Michel Thomas-Penette. 2002. La pierre sèche. Mise en valeur d'un patrimoine commun européen.
Chers amis,
Les occasions de se réunir autour d'un patrimoine commun à l'Europe sont trop rares pour que je ne ressente pas une grande tristesse au fait de ne pas pouvoir être parmi vous durant ces trois jours qui concrétisent le travail considérable accompli au sein de l'Université Roviga i Virgili de Tarragone au cours de ces derniers mois. Je sais que vous avez fait de cette réunion une réussite à la fois pratique et scientifique, puisqu'il s'agit de réunir des connaissances universitaires et techniques, mais aussi de défendre des savoir-faire dont la disparition laisserait un pan de l'histoire de l'architecture en déshérence.
Laissez-moi en un mot vous dire que je préférerais de beaucoup continuer à Tarragone le travail entrepris dans l'amitié en Grèce et en Italie que de travailler sur les budgets et les textes du prochain Conseil d'Administration de l'Institut Européen des Itinéraires culturels qui a lieu au lendemain de votre réunion. Chaque structure traverse des crises de croissance au cours desquelles l'effort intérieur est accru.
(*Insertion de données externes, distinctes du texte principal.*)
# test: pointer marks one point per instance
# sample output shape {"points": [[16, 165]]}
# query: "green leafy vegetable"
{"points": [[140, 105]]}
Si la Présidence luxembourgeoise du Conseil de l'Europe nous a apporté les moyens de créer un site web, portail de grandeampleur sur les itinéraires et le paysage culturels européens, fondé sur une base de données, qui constitue en elle-même un challenge important, elle nous a aussi obligé à un grand effort diplomatique pour préparer un accord politique élargi (1) qui puisse placer à coté du Grand-Duché d'autres pays partenaires, et tout particulièrement les pays les plus éloignés de nous dans l'Europe de l'Est, de la Mer Baltique et du Caucase.
Ce surcroît d'efforts nécessitant rencontres et voyages nombreux ne nous a pas laissé aussi libres que nous le souhaitions pour être aussi souvent que nécessaire, près de vous.
Il va de soi que le témoignage de Madame Claudia Constantinescu, expert de l'Institut, qui présentera son travail de recherche documentaire sur les architectures en pierre sèche de la Roumanie et à qui j'ai demandé de vous lire ces quelques mots au nom de l'Institut, est une indication des efforts que nous faisons pour que l'espace européen commun dont nous parlons ensemble soit le plus étendu et le plus "réel" possible sur le plan historique comme sur le plan géographique.
Je retiens de votre réunion et du travail entrepris sur le site des indications contradictoires dont vous saurez prendre la mesure.
Il est en effet urgent de protéger, de conserver, de restaurer et de transmettre, dans un cercle de spécialistes, mais il semble tout aussi urgent de populariser, de faire découvrir, d'attirer des regards nouveaux, dans un cercle élargi aux touristes. C'est en soi une contradiction sur laquelle il nous faudra travailler.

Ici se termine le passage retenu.